Es laufen die Laschet Unterstützer auf: Daniel Günther aus Schleswig-Holstein. Bundestagspräsident Wolfgang Schäuble. Gesundheitsminister Jens Spahn. Hessens Ministerpräsident Volker Bouffier. Laschets Unterstützer verweisen gern auf die Vorzüge des CDU-Chefs: Er sei kompromissfähig, könne integrieren und einen, man könne ihm vertrauen.
Söder wird in internen Debatten von Laschet Unterstützern unterstellt, er sei charakterlich nicht geeignet. Es wird auch darauf verwiesen, wie er früher die AfD Vokabel vom Asyltourismus übernahm, während Laschet in der Flüchtlingspolitik schon immer an der Seite der Kanzlerin stand. Es ist ein chaotischer Prozess mit vielen Telefonaten und Gesprächen, an dessen Ende die CDU-Vorstandssitzung am Montagabend stand, wo sich Laschet 31 zu neun Stimmen durchsetzt. Söder hat das Ergebnis akzeptiert.

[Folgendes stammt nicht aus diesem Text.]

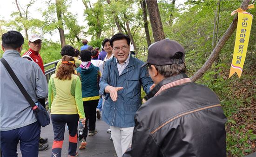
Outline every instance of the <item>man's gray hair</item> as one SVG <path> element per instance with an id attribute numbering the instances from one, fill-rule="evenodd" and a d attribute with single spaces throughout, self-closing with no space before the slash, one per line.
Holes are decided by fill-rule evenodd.
<path id="1" fill-rule="evenodd" d="M 154 65 L 157 71 L 165 78 L 186 72 L 186 64 L 184 63 L 177 64 Z"/>

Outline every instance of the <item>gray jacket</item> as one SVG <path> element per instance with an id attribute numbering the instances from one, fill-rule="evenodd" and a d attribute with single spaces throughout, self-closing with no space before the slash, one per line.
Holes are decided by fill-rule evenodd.
<path id="1" fill-rule="evenodd" d="M 7 50 L 3 56 L 34 102 L 47 97 L 46 79 L 38 65 Z M 0 63 L 0 130 L 20 128 L 37 121 L 29 103 Z"/>

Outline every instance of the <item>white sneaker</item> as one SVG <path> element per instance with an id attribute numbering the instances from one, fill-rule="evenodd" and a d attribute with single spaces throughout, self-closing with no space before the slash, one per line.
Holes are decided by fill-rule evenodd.
<path id="1" fill-rule="evenodd" d="M 110 138 L 109 138 L 110 140 L 111 140 L 111 141 L 113 141 L 113 139 L 112 139 L 112 135 L 110 136 Z"/>

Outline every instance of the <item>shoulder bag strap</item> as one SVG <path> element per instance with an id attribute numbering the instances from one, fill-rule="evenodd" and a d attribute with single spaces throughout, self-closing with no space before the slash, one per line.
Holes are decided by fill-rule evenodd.
<path id="1" fill-rule="evenodd" d="M 30 104 L 30 106 L 32 107 L 33 110 L 35 110 L 35 111 L 37 111 L 37 110 L 39 110 L 37 106 L 35 105 L 35 103 L 34 102 L 30 96 L 29 96 L 28 93 L 27 93 L 20 80 L 19 80 L 18 77 L 17 77 L 17 76 L 13 72 L 13 70 L 8 63 L 4 58 L 1 58 L 0 61 L 3 64 L 4 64 L 7 71 L 8 71 L 8 72 L 9 72 L 9 74 L 10 74 L 10 75 L 13 80 L 14 82 L 15 82 L 16 84 L 21 92 L 21 93 L 25 96 L 26 99 L 27 99 L 27 101 L 28 101 L 29 104 Z"/>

Er sei wie eine Gummiwand, heißt es
Dass Laschet jetzt Kanzlerkandidat ist, hat er auch seiner eigenen Dickköpfigkeit zu verdanken. Er wirkte zwar auch immer wieder unsicher, angefasst in den letzten Wochen. Aber er ließ sich nicht in seinem Wunsch beirren, Kanzlerkandidat werden zu wollen. Nicht von den desaströsen Umfragewerten. Nicht von dem verheerenden Stimmungsbild in der eigenen Fraktion. Die „Bild“ zitierte vergangene Woche Gegner Laschets, die sagen, er habe die Eigenschaften einer Gummiwand. Werde gehauen, getreten, bespuckt und beschimpft – und reagiere nicht. Positiv könnte man sagen: Laschet hat Durchhaltevermögen.
Jetzt ist der CDU-Chef ein Kanzlerkandidat, dem viele in den eigenen Reihen nichts zutrauen. Er muss die Basis von sich überzeugen, Teile der Fraktion und er kann nur hoffen, dass der Machtwille der Union und die Angst vor dem Verlust des Kanzleramts, die Reihen wieder schließt. Der Kandidat wird auch viel Überzeugungsarbeit ins Volk hinein leisten müssen.
Laschet verweist gern auf Helmut Kohl
Laschet selbst erinnert seine Zweifler gern an Altkanzler Helmut Kohl. Den habe man anfangs ebenfalls unterschätzt, sich lustig gemacht. „Er war nachher ein sehr großer Kanzler“, sagte Laschet vergangenes Jahr im Gespräch mit dem „Spiegel“-Journalisten Markus Feldenkirchen.
Bei anderen Gelegenheiten verweist Laschet darauf, dass vor der letzten Landtagswahl in NRW nur wenige daran geglaubt haben, dass er die SPD-Ministerpräsidentin Hannelore Kraft schlagen könnte. Doch am Ende hatte er es geschafft. Laschets Botschaft ist klar: Unterschätzt mich nicht.